ホワイト、ブラック、そしてグレーのクレーマー

 私はクレーマーの特徴に“色”をつけて説明しています。正当なお客様の声は“白”、反対に、金品や特別対応を狙ったクレームを“黒”といった具合です。

 このように分ける理由は、クレームを「お客様の声」と一くくりにしてしまうと、ブラックなクレーマーの悪意に気づかず、担当者も現場もどんどんと疲弊し、追い詰められてしまうから。警察沙汰だけではなく、最悪の場合、担当者が自死してしまうケースもあるのです。クレーム対応において、「見極め」は本当に大切なことなのです。

 一般的に、お客様が正当な要求や苦情を申し立てる場合は、ホワイトゾーンと位置付けます。数でいえば、企業に寄せられるクレームの大半がホワイトゾーンに属しています。これは「お客様の声」として大切に扱うべきものです。

 ホワイトゾーンの対極にあるのが、金品目当てや、詐欺・恐喝まがいのクレームであるブラックゾーンです。以前は反社会勢力の「プロクレーマー」が暗躍していましたが、暴力団対策法の施行と追放運動の社会的機運によって、その数は激減しました。その一方で、最近はいろいろな混乱・混沌が目に付くようになったからか、一般市民(消費者・患者・顧客)の一部が悪質化し、過敏で過大な要求をためらいなく求めるケースが増えています。最初は一般の顧客からの正当な要求や苦情から始まったとしても、意図的に金品を狙ったり、詐欺まがいのクレームを起こしたりするようになると、このブラックゾーンに属することになります。

「グレーなクレーム」の難しさ

 ここ数年、クレーム対応を複雑にし、対応する現場従業員を疲弊させているのがグレーゾーンクレーマー。“白と黒の間”のクレーマーという位置付けです。

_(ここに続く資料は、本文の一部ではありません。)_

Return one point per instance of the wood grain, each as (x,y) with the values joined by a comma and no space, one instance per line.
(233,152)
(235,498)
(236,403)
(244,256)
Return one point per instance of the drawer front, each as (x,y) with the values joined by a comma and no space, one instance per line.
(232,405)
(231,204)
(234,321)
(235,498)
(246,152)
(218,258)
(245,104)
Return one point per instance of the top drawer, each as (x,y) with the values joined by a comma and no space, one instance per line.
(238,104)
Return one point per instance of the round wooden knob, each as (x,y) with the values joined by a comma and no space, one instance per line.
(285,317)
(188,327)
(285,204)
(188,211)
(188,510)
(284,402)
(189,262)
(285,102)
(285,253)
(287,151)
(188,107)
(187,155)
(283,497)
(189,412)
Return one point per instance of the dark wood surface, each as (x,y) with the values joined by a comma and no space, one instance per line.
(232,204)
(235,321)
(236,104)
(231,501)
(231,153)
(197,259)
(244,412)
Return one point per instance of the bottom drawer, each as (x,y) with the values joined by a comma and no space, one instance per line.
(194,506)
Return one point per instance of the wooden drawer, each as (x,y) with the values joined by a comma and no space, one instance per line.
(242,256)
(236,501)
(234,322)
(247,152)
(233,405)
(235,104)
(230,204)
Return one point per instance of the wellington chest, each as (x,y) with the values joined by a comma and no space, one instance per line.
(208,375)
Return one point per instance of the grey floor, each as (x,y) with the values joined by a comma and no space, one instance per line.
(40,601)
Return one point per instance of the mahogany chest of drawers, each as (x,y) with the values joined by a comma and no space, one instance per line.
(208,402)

 グレーゾーンのクレーマーたちは、簡単に白黒ハッキリ付けられないのが特徴です。ブラックなクレーマーが暴力団追放の流れに順応するように悪意を巧妙に隠し、ブラックからホワイトにトーンダウン(ホワイトのふりを)するパターンや、元々は善良な人たち(大衆)が、信じられないような詐欺師まがいの行動を取ったり、常識では考えられないような理不尽な要求を突きつけたりする「大衆モンスター」と化してしまうパターンもあります。

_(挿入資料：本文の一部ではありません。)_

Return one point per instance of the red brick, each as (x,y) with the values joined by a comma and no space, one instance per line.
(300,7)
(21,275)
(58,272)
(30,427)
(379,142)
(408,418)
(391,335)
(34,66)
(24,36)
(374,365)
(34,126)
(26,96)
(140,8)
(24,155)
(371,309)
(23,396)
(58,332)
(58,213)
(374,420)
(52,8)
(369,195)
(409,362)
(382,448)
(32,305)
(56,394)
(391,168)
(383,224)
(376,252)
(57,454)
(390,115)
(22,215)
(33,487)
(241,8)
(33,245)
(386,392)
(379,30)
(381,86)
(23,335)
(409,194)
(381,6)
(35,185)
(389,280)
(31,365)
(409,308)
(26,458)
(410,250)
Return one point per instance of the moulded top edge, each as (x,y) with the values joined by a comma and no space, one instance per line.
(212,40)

 こうした、グレーゾーンクレーマーへの対応は、目的の見極めが難しいため、非常に厄介です。お客様の主張していることと、本当に求めていることが合致しないケースもあります。こちらがおわびの気持ちを伝えても絶対に納得せず、相手の要求も曖昧な場合は、注意が必要です。クレーム対応をホワイトゾーンからグレーゾーンにギアチェンジする必要があります。